What currently does not work on Windows Core IoT:

  • audio output
  • composite video output
  • I2S bus
  • hardware PWM
  • hardware graphics acceleration
  • Raspberry Pi Camera (MIPI-CSI)
  • UART

Most of various shields, HATs, USB Wifi dongles, 3G dongles, bluetooth dongles etc. also does not work out of box. Sometimes community helps to solve something, but around proprietary Win IoT is logically community thinner than around Raspbian.
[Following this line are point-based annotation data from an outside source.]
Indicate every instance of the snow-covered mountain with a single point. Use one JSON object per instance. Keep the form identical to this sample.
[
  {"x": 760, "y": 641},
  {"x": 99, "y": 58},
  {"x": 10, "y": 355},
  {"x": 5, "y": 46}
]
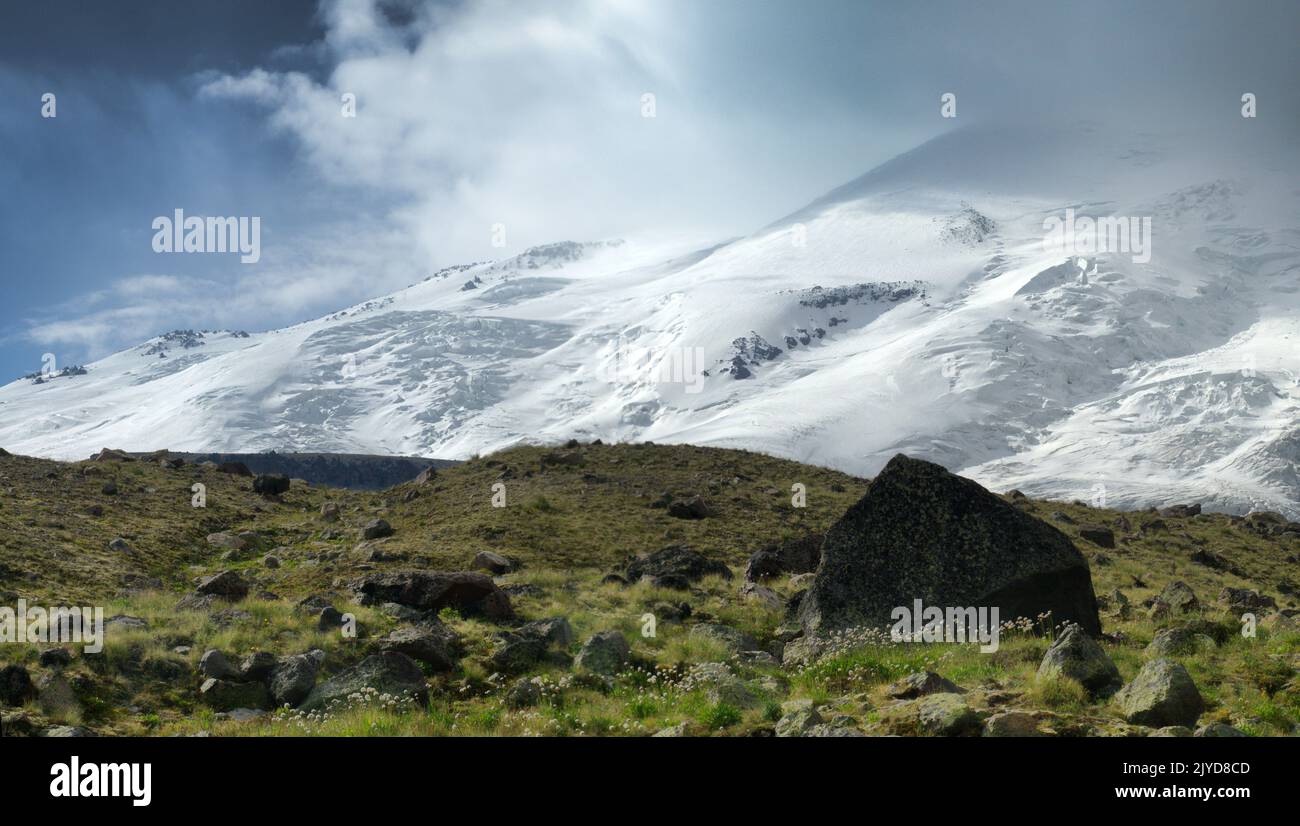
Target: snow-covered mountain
[{"x": 913, "y": 310}]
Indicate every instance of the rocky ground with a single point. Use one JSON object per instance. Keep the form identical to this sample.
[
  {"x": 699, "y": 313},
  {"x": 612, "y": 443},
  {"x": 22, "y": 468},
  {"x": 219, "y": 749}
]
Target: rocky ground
[{"x": 631, "y": 589}]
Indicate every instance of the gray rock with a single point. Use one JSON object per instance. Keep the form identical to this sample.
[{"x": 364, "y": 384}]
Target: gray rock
[
  {"x": 1179, "y": 641},
  {"x": 468, "y": 592},
  {"x": 523, "y": 693},
  {"x": 293, "y": 678},
  {"x": 56, "y": 696},
  {"x": 923, "y": 683},
  {"x": 226, "y": 695},
  {"x": 518, "y": 654},
  {"x": 228, "y": 541},
  {"x": 676, "y": 561},
  {"x": 605, "y": 653},
  {"x": 1012, "y": 723},
  {"x": 16, "y": 686},
  {"x": 376, "y": 530},
  {"x": 1171, "y": 731},
  {"x": 215, "y": 665},
  {"x": 1220, "y": 730},
  {"x": 226, "y": 584},
  {"x": 55, "y": 657},
  {"x": 493, "y": 562},
  {"x": 258, "y": 666},
  {"x": 433, "y": 644},
  {"x": 386, "y": 673},
  {"x": 1077, "y": 656},
  {"x": 1099, "y": 535},
  {"x": 553, "y": 631},
  {"x": 943, "y": 716},
  {"x": 1179, "y": 597},
  {"x": 922, "y": 530},
  {"x": 732, "y": 639},
  {"x": 1161, "y": 695},
  {"x": 797, "y": 718}
]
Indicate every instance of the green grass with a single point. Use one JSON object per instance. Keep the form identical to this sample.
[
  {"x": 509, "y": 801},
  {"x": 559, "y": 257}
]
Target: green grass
[{"x": 568, "y": 524}]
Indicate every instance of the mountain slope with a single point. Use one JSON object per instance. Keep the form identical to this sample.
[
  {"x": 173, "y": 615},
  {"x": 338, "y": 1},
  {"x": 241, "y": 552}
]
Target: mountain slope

Official list of supported devices:
https://ms-iot.github.io/content/en-US/win10/SupportedInterfaces.htm

For software development for Windows IoT Core you need a PC with installed Windows 10 and Visual Studio 2015. The configuration of Windows IoT Core can be done using a web interface or (more advanced) through PowerShell. Development and debugging is done remotely via an Ethernet connection. Everything can be operated very comfortably from the desktop environment of your PC. You can employ C++ for development but of course, more user-friendly C# is preferred language. It is quite easily to create for example web server or TCP server controlling GPIO pins. There is a lot of nice C# examples available. Windows IoT Core is therefore quite suitable for learning purposes. Microsoft recently released Windows Core for commercial use (through so-called Commercialization process, viz https://blogs.microsoft.com…).
The small snag is that Windows IoT Core will be equipped with mandatory automatic updates which can cause spontaneously reboot or suspending of your device during the install. Software of such device is therefore no longer behaving deterministically and is inappropriate to use in critical embedded applications. To resolve this problem it is necessary to use Windows IoT Core Pro, which will, however, not be for free. Microsoft thus seems to builds on policy (applied to desktop Win10 already), that you need to pay not only for extra features but also for full control over your own device.

Benchmarks

working on it… :)

Conclusion

Raspberry Pi 2 is the second most powerful available Raspberry Pi (now surpassed by Raspberry Pi 3). It is maximally compatible with the previous Raspberry Pi B+ (including the layout of the PCB and the location of the mounting holes). Also, software compatibility is preserved thus, the upgrading from previous generations can not be easier. Currently, Raspberry pi 2 is outclassed by Raspberry Pi 3, which is with the same price tag (35$), superior in almost every aspect. However, if you need a full featured PL011 UART on main GPIO header, Raspberry Pi 2 can be still better choice for you.